KUCHING: The case of a Sarawak-born teenage boy, whose application for a Malaysian citizenship has been denied by the High Court in Kuala Lumpur, warrants a thorough study in relations to the court’s ruling about his adoption by a Malaysian couple not equating with automatic citizenship for the boy.
Minister of Welfare, Community Wellbeing, Women, Family and Childhood Development Dato Sri Fatimah Abdullah believes that such study is very important before the laws pertaining to adoption in Malaysia could be considered for any amendment.
“Let’s look at this case thoroughly and understand the issues involved in it first,” she said when asked for her views about the case of the teenage boy – identified only as ‘L’ to protect his privacy.
L was born in Sarawak in 2002 to unknown parents, and he was issued a red-coloured birth certificate in 2017 where he was registered by the Regional Registrar of Births and Deaths Sarawak as a ‘non-citizen’, instead of the usual green-coloured birth certificates for Malaysian citizens, said Malay Mail in its news report yesterday.
L was then legally adopted in 2018 by a Malaysian couple in Sarawak under the state law, the Sarawak Adoption Ordinance.
In March this year, the boy via his adoptive parents filed a lawsuit through an originating summons against three parties – the National Registration Department’s director-general, the Home Minister and the government of Malaysia – in a bid to seek a declaration of the boy having a Malaysian citizenship status, as well as for him to be issued a new birth certificate recognising him as a Malaysian citizen and also for him to be issued with a MyKad.
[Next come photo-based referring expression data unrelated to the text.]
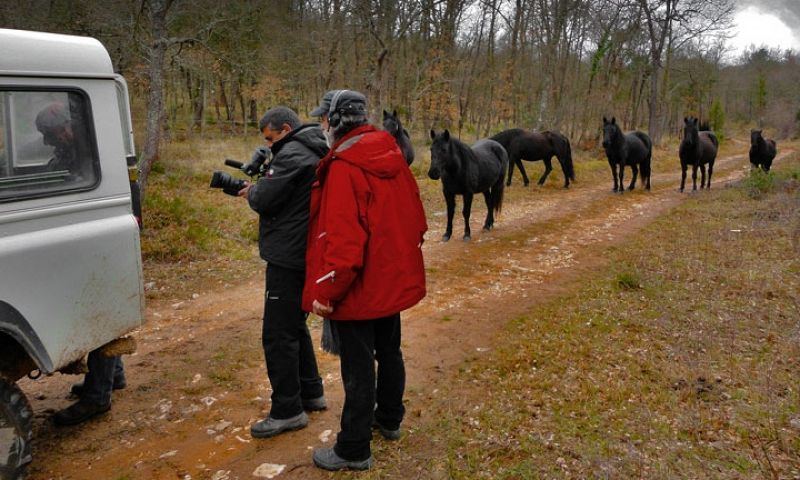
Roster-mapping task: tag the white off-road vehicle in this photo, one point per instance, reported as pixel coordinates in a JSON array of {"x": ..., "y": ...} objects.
[{"x": 70, "y": 260}]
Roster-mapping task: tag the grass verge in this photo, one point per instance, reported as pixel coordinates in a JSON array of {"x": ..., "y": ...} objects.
[{"x": 681, "y": 360}]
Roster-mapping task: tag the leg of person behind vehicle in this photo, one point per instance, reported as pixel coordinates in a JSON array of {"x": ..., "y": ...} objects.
[{"x": 95, "y": 395}]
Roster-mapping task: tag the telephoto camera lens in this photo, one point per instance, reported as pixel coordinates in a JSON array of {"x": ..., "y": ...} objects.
[{"x": 228, "y": 184}]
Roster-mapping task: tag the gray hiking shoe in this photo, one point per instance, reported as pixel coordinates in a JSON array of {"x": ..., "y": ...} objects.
[
  {"x": 315, "y": 404},
  {"x": 326, "y": 458},
  {"x": 269, "y": 427}
]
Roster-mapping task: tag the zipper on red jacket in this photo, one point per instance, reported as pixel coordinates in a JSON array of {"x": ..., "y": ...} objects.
[{"x": 331, "y": 275}]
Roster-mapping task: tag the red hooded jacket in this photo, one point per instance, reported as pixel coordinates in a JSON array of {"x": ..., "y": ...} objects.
[{"x": 366, "y": 230}]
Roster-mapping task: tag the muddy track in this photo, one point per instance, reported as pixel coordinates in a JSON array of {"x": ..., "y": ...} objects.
[{"x": 198, "y": 379}]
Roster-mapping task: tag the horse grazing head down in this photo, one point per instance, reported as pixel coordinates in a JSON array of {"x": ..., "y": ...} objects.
[
  {"x": 691, "y": 131},
  {"x": 442, "y": 158},
  {"x": 756, "y": 139},
  {"x": 612, "y": 134},
  {"x": 391, "y": 123}
]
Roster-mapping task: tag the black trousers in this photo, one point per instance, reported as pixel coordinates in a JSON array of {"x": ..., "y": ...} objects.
[
  {"x": 288, "y": 350},
  {"x": 362, "y": 343},
  {"x": 99, "y": 380}
]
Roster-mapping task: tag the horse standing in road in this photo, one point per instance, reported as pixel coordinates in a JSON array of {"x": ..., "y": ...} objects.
[
  {"x": 698, "y": 149},
  {"x": 391, "y": 123},
  {"x": 532, "y": 146},
  {"x": 466, "y": 170},
  {"x": 762, "y": 150},
  {"x": 634, "y": 149}
]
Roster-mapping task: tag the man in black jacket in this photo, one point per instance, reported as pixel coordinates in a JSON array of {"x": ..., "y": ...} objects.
[{"x": 281, "y": 198}]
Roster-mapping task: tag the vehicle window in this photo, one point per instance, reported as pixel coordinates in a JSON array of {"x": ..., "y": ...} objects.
[{"x": 46, "y": 144}]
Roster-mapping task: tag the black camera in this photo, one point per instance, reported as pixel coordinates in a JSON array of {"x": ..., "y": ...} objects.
[
  {"x": 257, "y": 168},
  {"x": 227, "y": 183}
]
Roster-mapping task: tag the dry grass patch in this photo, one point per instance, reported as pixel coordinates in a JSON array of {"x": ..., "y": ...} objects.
[{"x": 692, "y": 374}]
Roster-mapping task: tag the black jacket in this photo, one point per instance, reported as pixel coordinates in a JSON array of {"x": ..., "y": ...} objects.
[{"x": 282, "y": 196}]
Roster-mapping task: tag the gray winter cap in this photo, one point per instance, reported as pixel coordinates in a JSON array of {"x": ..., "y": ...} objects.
[
  {"x": 52, "y": 116},
  {"x": 348, "y": 102}
]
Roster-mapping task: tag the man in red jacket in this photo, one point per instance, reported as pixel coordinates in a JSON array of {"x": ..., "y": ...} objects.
[{"x": 364, "y": 266}]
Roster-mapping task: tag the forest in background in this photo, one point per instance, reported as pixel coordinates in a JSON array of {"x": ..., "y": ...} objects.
[{"x": 473, "y": 66}]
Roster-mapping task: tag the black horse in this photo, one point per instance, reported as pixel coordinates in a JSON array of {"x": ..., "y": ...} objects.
[
  {"x": 697, "y": 149},
  {"x": 466, "y": 171},
  {"x": 391, "y": 123},
  {"x": 531, "y": 146},
  {"x": 762, "y": 150},
  {"x": 634, "y": 149}
]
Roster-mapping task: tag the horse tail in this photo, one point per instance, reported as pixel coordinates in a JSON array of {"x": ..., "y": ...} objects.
[
  {"x": 713, "y": 139},
  {"x": 499, "y": 186},
  {"x": 566, "y": 151}
]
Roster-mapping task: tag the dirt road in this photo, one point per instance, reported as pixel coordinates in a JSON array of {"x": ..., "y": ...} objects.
[{"x": 198, "y": 380}]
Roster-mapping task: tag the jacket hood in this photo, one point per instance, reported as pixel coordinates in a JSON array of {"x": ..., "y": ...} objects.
[
  {"x": 372, "y": 150},
  {"x": 309, "y": 135}
]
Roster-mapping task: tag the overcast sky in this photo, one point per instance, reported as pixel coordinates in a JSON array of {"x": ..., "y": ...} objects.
[{"x": 775, "y": 23}]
In this regard, Fatimah was perplexed over the failure of the adoptive parents to apply for L’s Malaysian citizenship using the provisions under Article 15A of the Federal Constitution, which should grant the Home Ministry the authority to consider the special circumstances of applicants.
“I’m wondering why they (adoptive parents) did not apply for citizenship under (Article) 15A,” she said.
More specifically, the special power to register children under Article 15A is subjected to Article 18, which states that the federal government may, under special circumstances as it thinks fit, approve any person under the age of 21 years old to be registered as a Malaysian citizen.
Lawyer Eric Toh, who represented L, was quoted by the Malay Mail as saying that High Court Judge Datuk Seri Mariana Yahya had examined a provision in Sarawak’s adoption law and ruled that the rights that a child adopted in Sarawak would receive upon adoption did not include taking on the citizenship of the adoptive parents.
“The child was adopted by Malaysian citizens – both are Sarawakians. So we tried to apply under the Sarawak Adoption Ordinance, which is a bit different from the Adoption Act in Peninsular Malaysia.
“We argued that the Sarawak Adoption Ordinance said that the rights of an adopted child would be similar as if he was born in wedlock to these Malaysian parents – so similar to a legitimate child.
“But the Court said in the particular section, there’s a specific restriction on the rights given to the adopted child, whereby it says it is limited to the obligation and estate of the adoptive parent.
“So (the judge) said, it wouldn’t grant citizenship to the child after adoption, unlike certain other countries, which says once you’re adopted, you can get citizenship for that child – like Australia,” Toh told reporters when met outside the courtroom after the High Court’s decision was delivered in chambers on Thursday.
L’s lawyers had previously argued that Section 2(2) of the Sarawak Adoption Ordinance would mean that an adopted child should be treated as if he were born to his adoptive parents and that he should take on their nationality, instead of being rendered stateless or take on a different nationality due to his biological parents.
Under Section 2(2), it is stated that an adopted child shall have the same standing as a child born in wedlock to the adopting parent or parents, and shall have all the rights and privileges of a legitimate child in respect of the obligations and estate of the adopting parents.
Toh had said that L’s lawyers were arguing that Section 2(2) had two separate limbs operating independently – the first part stating the adopted child’s same position as a legitimate child born to the adoptive parents, while the second part according such an adopted child the same rights and privileges that a legitimate child born to the adoptive parents would get.
“But the court seems to suggest that the second part is limiting the rights, the first part, because the second part only talks about obligation and estate, (it) doesn’t talk about citizenship. That’s why the Court said it could not grant under the Sarawak Adoption Ordinance as well, because it doesn’t expressly say so,” he said as quoted by the Malay Mail.
It is reported that L’s adoptive parents had put up advertisements on newspapers in their bid to trace the boy’s biological parents.